This article was originally published on IBM Developer.
A re-ranker is a model or system that is used in information retrieval to reorder or refine a list of retrieved documents or items based on their relevance to a given query.
In a typical retrieval pipeline, the process consists of two stages:
- Initial retrieval: A lightweight retriever (for example, BM25, or Best Matching 25, is a dense retriever) that fetches a large set of candidate documents quickly.
- Re-ranking: A more sophisticated and computationally expensive model that reorders the retrieved candidates to improve relevance and accuracy.

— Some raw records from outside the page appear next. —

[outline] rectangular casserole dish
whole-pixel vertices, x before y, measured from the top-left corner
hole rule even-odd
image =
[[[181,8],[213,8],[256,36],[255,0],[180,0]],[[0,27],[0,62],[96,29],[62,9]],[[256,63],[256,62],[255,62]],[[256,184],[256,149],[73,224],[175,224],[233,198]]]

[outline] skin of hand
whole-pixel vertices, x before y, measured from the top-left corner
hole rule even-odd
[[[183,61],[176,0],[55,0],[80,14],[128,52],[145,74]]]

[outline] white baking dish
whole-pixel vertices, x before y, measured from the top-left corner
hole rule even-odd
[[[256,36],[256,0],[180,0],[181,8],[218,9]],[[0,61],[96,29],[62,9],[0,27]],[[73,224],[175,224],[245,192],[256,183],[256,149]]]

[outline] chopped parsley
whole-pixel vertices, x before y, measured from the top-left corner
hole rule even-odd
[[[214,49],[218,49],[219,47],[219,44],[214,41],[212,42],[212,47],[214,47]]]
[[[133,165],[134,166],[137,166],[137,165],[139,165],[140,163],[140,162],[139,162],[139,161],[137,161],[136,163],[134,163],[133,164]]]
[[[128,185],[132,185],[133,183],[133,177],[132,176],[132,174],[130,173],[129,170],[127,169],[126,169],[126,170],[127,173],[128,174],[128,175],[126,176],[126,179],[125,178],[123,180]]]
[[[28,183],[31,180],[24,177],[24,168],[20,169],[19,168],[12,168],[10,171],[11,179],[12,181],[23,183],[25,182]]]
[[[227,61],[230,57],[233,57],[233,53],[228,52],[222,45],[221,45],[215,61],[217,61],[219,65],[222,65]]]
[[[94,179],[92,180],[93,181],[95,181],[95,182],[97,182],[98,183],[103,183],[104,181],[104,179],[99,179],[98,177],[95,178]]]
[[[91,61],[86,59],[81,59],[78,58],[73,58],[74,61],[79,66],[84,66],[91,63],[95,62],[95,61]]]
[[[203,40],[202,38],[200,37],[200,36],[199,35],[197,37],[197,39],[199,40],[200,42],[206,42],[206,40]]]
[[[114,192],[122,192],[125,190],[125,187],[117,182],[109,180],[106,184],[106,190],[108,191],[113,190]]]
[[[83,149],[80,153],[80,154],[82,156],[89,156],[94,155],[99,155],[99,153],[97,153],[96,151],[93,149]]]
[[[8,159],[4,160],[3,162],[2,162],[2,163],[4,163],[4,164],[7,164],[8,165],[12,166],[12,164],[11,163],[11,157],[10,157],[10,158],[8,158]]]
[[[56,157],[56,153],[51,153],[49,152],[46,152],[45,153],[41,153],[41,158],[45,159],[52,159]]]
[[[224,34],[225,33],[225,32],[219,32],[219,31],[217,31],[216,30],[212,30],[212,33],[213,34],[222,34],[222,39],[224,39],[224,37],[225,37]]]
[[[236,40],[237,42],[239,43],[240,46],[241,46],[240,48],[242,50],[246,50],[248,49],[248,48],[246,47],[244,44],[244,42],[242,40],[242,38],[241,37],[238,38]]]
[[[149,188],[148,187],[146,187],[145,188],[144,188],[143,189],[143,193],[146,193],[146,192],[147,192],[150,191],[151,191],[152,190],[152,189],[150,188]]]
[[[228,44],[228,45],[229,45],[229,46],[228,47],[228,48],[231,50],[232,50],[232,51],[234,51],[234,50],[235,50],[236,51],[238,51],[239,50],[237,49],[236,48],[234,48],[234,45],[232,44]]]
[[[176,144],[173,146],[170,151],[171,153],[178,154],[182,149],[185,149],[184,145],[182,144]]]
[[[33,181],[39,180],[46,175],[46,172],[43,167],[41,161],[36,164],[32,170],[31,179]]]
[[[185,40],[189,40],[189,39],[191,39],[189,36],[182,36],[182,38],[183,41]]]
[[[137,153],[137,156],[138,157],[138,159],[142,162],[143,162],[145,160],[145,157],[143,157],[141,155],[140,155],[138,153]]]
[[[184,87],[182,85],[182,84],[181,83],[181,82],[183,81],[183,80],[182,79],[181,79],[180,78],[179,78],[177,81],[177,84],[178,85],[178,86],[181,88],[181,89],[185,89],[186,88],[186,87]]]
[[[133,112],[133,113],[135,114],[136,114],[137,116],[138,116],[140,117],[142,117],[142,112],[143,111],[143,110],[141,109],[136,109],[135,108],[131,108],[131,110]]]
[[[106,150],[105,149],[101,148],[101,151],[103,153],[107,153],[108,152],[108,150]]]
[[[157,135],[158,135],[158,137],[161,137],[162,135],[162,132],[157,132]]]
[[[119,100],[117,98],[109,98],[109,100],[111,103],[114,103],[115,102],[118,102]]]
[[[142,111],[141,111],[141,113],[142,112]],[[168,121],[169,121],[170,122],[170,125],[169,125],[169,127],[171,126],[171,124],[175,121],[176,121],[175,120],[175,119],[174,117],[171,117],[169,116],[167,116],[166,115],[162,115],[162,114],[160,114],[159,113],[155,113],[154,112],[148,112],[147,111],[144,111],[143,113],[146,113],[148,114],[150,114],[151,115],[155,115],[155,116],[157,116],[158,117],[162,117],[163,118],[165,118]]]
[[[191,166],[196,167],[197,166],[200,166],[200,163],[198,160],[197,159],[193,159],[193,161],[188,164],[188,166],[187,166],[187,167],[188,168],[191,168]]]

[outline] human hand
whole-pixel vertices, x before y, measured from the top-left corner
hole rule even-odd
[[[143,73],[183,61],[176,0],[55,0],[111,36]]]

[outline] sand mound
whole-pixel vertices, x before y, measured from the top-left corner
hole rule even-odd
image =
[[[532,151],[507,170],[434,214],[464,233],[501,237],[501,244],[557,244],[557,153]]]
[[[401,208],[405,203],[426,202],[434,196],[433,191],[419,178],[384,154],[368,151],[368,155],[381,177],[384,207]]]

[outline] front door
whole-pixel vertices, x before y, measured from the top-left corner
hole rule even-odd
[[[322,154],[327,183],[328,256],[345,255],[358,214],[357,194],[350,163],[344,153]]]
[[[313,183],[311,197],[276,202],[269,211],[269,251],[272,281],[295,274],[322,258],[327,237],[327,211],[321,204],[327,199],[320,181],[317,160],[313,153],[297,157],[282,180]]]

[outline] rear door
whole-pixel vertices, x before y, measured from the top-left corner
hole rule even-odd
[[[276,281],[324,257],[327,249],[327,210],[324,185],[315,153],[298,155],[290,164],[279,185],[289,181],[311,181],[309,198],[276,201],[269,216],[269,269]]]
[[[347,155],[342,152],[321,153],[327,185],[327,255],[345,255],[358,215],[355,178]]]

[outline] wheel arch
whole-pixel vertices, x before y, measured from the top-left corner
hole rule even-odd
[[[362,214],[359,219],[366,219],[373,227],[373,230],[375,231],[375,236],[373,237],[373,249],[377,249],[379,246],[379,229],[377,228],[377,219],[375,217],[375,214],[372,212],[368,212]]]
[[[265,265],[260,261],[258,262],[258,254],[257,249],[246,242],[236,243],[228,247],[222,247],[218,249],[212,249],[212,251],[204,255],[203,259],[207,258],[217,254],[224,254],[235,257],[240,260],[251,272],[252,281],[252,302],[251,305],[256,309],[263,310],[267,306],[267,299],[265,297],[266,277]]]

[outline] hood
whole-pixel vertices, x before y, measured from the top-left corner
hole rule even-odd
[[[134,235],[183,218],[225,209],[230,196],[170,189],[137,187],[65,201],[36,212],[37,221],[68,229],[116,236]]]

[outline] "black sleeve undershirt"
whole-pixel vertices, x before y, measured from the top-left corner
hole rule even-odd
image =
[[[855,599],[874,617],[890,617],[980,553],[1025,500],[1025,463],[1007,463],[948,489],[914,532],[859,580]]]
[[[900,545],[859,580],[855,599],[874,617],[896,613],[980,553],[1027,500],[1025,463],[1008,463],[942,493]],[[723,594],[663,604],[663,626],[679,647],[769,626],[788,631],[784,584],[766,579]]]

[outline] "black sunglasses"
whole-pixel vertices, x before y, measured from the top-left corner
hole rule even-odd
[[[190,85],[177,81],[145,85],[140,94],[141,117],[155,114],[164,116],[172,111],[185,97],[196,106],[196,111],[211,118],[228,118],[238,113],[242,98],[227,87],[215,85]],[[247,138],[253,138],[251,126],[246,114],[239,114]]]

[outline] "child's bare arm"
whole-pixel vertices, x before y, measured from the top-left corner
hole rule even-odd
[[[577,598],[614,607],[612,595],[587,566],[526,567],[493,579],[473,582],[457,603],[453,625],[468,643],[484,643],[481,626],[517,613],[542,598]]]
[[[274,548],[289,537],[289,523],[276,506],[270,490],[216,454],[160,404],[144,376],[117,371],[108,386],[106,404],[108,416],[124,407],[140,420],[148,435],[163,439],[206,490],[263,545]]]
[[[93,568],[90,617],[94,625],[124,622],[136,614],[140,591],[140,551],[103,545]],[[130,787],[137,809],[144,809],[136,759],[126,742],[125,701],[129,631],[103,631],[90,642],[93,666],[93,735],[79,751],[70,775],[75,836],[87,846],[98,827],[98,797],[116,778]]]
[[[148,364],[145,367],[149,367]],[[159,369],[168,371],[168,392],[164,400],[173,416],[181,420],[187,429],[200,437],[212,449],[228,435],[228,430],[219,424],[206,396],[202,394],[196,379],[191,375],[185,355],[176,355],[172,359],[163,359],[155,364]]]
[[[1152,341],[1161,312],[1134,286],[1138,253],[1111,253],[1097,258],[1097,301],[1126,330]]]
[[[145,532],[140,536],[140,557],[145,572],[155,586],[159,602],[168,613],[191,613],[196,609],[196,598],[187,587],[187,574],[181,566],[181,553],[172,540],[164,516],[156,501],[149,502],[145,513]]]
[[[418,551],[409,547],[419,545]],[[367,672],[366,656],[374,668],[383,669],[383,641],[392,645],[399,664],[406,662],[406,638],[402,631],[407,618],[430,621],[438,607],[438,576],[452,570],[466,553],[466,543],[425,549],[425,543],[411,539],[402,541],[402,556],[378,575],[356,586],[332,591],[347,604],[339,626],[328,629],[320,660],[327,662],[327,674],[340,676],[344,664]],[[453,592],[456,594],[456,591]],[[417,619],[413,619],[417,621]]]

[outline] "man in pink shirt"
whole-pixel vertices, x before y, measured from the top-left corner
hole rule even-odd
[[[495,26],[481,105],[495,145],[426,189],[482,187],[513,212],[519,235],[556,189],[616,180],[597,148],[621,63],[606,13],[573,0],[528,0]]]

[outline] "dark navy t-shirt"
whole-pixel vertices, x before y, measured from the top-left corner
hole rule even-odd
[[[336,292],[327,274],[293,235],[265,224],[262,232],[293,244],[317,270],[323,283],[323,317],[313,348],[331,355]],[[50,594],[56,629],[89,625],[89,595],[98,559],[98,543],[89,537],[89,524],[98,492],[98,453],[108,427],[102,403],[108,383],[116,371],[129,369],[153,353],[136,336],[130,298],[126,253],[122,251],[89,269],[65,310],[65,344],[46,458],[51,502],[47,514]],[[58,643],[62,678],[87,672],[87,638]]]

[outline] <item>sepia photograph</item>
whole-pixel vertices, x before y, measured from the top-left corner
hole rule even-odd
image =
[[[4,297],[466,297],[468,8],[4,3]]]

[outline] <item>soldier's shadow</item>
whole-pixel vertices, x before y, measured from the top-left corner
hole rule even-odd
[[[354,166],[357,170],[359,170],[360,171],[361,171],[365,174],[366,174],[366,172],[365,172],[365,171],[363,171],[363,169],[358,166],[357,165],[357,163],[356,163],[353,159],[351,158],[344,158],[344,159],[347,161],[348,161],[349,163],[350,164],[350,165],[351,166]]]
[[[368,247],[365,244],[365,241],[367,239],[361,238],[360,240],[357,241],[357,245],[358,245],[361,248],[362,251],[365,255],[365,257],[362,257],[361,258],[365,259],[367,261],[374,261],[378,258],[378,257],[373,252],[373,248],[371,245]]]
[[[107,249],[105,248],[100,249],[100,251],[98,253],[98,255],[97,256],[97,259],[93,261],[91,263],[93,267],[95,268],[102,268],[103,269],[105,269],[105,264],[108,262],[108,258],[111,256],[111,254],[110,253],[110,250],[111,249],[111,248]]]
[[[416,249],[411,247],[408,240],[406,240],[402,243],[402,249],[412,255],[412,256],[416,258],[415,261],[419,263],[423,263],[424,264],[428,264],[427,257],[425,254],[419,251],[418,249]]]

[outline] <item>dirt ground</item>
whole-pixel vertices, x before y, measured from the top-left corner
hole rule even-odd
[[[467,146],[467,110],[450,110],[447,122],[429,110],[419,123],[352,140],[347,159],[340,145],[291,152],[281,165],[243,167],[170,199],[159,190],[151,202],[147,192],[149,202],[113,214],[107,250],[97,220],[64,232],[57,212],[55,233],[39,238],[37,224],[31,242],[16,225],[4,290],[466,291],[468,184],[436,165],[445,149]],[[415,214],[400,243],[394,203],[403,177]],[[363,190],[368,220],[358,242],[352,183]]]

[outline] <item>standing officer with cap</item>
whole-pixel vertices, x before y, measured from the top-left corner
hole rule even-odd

ColBERT (Contextualized Late Interaction over BERT) is a retrieval model that is designed to strike a balance between the efficiency of traditional methods like BM25 and the accuracy of deep learning models like BERT, an open source deep learning model used for natural language understanding.
The ColBERT re-ranker is especially effective in retrieval-augmented generation (RAG) pipelines, where precise and contextually rich document retrieval directly impacts the quality of generated answers.
Types of re-rankers
Here are different types of re-rankers and their features.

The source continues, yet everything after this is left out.